Health Issues and Education (2013)

Benoît Urgelli
last up-date : 12 février, 2013

Health and sustainable development

Because health is influenced by lifestyles and the environment people live in, and because people’s lifestyles and consumer habits directly affect the environment, health is a key aspect of sustainable development. The enormous social and economic toll that an health issue exacts on countries means that it tends to receive a high profile in the media.

The growing middle class in many developing countries is associated with the emergence of more chronic health issues related to lifestyle choices. Over the past few decades, diabetes, heart disease, and obesity have become much more prevalent as individuals move away from traditional low-energy diets and embrace high-energy convenience foods. This change is often accompanied by an increase in more sedentary lifestyles.

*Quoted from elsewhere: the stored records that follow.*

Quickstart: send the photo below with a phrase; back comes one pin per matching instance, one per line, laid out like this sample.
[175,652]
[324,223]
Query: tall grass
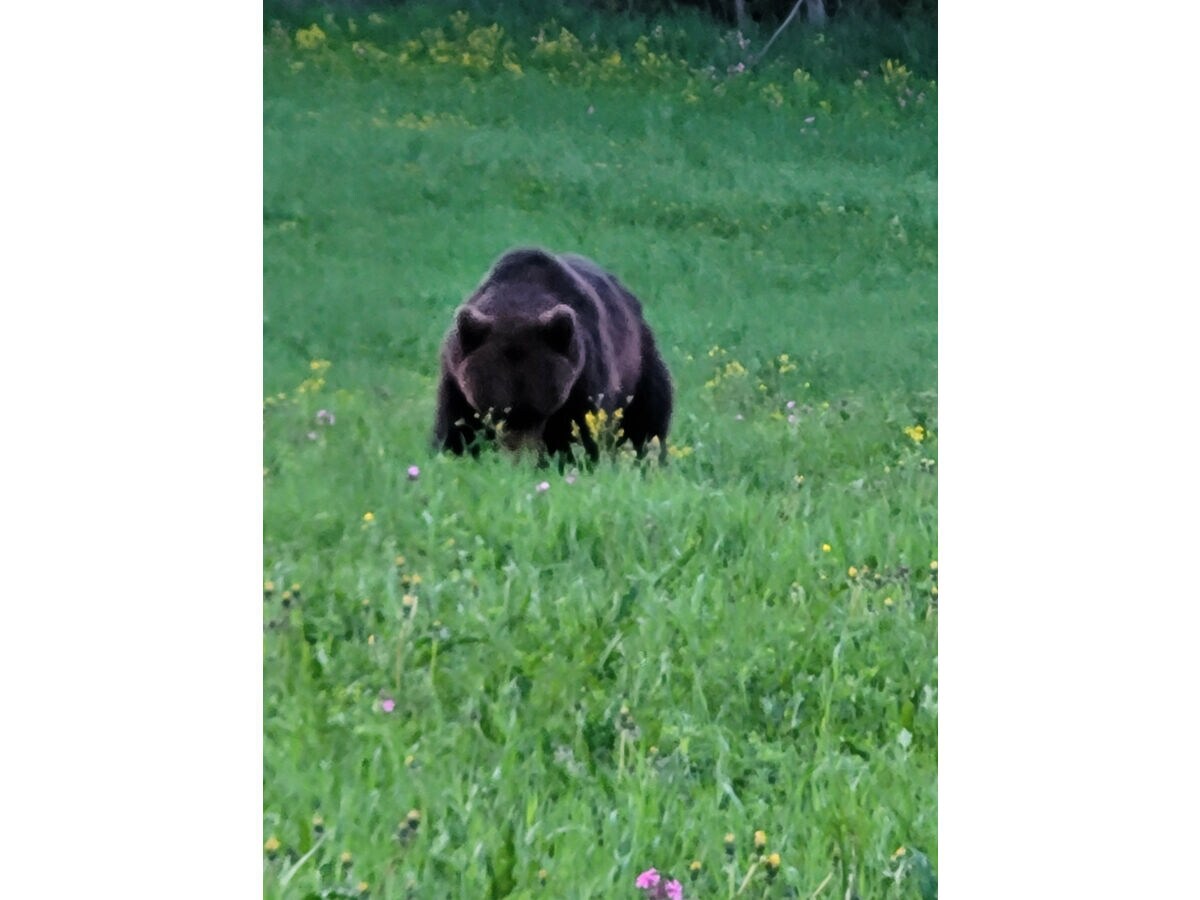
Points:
[568,684]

These lifestyle changes are also affecting children […]

Relationship between health and education

A considerable body of research highlights the relationship between children’s health and their social and educational outcomes. The literature also notes the reciprocal benefits of access to quality education on individual and family health status (see, for example, Basch, 2010). While medical advances can play a significant role in improving health outcomes, education at the school and community level is also crucial in promoting the measures that are so important in preventing and thereby reducing the incidence of many diseases and other health problems.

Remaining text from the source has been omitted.